—dijo el inspector titubeante.
Una gran mirada de alarma apareció en los ojos de la muchacha. Se incorporó de un salto.
«¿Qué pasa? ¿Me estás ocultando algo?*
Moving in his usual unobtrusive manner. Hector Blunt came between her and the inspector. She half stretched out her hand, and he took it in both of his, patting it as though she were a very small child, and she turned to him as though something in his stolid, rocklike demeanour promised comfort and safety.
—Son malas noticias, Flora —dijo en voz baja—. Malas noticias para todos nosotros. Tu tío Roger...
«¿Sí?»
“Será un impacto para ti. Tiene que serlo. El pobre Roger ha muerto”.
Flora se apartó de él, con los ojos dilatados por el horror. —¿Cuándo? —susurró—. ¿Cuándo?

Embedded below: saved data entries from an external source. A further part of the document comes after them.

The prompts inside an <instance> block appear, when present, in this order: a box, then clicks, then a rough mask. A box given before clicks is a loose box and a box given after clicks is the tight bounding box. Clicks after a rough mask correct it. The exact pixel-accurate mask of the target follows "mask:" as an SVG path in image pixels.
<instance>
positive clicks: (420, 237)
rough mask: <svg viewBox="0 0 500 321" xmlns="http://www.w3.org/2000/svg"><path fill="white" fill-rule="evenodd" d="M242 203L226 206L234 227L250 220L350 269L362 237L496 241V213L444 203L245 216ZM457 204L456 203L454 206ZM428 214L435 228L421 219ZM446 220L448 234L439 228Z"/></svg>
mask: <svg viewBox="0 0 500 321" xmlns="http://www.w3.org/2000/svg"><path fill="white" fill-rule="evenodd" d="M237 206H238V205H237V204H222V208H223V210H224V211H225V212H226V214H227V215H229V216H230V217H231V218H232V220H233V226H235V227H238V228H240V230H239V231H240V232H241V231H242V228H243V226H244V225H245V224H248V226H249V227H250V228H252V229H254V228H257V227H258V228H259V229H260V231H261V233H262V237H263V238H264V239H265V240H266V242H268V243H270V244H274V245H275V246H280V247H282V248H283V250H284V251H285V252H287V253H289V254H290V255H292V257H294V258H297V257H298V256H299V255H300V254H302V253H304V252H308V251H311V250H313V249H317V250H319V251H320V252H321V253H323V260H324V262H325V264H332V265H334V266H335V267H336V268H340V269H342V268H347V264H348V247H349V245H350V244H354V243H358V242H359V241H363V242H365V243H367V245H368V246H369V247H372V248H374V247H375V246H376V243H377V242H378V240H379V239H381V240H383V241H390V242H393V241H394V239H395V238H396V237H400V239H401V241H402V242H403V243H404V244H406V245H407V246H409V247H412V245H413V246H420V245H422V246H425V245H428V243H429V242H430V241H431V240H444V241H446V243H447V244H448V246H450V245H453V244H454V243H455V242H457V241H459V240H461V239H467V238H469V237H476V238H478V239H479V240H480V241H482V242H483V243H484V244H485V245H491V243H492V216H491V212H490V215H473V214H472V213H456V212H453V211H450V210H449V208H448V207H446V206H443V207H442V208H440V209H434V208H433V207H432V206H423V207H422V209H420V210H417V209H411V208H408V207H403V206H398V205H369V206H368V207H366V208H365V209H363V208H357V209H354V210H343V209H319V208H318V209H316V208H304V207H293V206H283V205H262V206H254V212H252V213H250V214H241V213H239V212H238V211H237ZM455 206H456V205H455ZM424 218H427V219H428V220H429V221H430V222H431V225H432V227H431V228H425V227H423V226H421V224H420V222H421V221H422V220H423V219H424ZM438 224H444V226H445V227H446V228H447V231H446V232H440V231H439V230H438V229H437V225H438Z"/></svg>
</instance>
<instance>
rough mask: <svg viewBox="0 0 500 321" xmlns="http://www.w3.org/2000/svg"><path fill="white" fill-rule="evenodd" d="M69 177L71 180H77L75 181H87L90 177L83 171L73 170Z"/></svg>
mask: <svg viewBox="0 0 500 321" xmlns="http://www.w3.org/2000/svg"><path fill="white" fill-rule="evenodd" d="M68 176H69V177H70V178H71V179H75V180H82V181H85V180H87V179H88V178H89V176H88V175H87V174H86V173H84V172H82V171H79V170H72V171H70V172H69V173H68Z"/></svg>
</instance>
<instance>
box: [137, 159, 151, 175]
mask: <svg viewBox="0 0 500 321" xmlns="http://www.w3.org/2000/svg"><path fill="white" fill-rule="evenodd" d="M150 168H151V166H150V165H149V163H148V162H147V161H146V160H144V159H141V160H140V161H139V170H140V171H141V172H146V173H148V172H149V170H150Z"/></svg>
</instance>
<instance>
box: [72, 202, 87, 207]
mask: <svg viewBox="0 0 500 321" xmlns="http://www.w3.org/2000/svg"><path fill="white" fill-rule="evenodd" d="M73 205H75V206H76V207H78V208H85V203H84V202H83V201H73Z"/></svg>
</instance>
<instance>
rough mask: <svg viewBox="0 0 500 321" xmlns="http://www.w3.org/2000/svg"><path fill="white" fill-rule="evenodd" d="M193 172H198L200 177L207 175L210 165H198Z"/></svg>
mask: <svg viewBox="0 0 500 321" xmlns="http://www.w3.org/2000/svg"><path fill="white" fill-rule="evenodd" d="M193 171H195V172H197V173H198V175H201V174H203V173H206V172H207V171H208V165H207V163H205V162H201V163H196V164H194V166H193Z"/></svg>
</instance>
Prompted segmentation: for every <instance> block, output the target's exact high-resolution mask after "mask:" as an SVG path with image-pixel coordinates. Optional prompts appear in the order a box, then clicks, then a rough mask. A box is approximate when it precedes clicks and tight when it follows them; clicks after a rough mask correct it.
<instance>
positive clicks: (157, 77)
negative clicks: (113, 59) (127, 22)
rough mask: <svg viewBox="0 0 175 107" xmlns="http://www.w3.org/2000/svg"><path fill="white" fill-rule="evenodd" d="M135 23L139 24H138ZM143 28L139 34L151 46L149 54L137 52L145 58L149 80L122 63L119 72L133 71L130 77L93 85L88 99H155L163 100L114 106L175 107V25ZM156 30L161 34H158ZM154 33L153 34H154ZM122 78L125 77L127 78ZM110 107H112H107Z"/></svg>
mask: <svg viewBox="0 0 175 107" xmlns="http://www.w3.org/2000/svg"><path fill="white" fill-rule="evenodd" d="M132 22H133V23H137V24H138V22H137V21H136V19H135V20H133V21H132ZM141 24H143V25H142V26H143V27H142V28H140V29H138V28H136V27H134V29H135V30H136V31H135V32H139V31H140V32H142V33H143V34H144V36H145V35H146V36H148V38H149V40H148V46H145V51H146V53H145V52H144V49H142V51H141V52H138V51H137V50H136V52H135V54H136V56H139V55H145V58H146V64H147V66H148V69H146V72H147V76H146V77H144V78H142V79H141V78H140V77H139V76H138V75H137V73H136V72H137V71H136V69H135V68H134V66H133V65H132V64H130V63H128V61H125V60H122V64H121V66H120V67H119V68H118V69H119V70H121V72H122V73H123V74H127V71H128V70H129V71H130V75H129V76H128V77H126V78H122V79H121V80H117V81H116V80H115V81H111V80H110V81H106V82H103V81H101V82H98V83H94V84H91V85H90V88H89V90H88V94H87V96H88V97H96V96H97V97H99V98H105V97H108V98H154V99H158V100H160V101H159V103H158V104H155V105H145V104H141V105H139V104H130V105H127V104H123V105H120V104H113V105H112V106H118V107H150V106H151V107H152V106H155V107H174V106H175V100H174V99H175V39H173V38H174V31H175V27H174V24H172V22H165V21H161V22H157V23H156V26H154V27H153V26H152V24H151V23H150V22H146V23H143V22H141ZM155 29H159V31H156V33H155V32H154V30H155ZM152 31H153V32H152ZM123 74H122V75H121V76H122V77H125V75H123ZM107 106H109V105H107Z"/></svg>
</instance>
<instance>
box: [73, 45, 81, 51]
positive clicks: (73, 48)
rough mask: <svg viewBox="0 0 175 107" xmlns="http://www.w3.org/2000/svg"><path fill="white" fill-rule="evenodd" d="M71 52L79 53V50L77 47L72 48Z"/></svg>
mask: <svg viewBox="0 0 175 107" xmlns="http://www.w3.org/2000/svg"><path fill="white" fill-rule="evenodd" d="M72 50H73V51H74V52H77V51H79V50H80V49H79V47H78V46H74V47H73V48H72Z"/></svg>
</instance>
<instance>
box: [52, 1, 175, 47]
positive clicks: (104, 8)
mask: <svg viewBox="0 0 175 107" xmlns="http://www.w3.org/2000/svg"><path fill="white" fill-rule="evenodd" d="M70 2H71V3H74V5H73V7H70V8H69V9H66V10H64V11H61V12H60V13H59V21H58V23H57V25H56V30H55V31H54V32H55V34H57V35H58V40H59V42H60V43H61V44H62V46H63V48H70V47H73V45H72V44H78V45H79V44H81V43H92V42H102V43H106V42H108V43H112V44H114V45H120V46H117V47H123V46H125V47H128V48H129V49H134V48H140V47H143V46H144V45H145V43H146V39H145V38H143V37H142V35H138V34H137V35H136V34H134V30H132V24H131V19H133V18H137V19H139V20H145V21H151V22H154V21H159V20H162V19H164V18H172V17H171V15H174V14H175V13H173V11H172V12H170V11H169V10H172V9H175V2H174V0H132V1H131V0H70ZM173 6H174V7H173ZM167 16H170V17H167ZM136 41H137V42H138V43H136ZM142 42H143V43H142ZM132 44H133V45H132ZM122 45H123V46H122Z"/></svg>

—Muy poco después de que usted lo dejara, me temo —dijo Blunt con gravedad.
Flora se llevó la mano a la garganta, dio un pequeño grito y me apresuré a sostenerla mientras caía. Se había desmayado, y Blunt y yo la llevamos arriba y la tendimos en su cama. Luego le pedí a él que despertara a la señora Ackroyd y le diera la noticia. Flora no tardó en volver en sí, y llevé a su madre con ella, diciéndole lo que debía hacer por la muchacha. Entonces volví a bajar corriendo.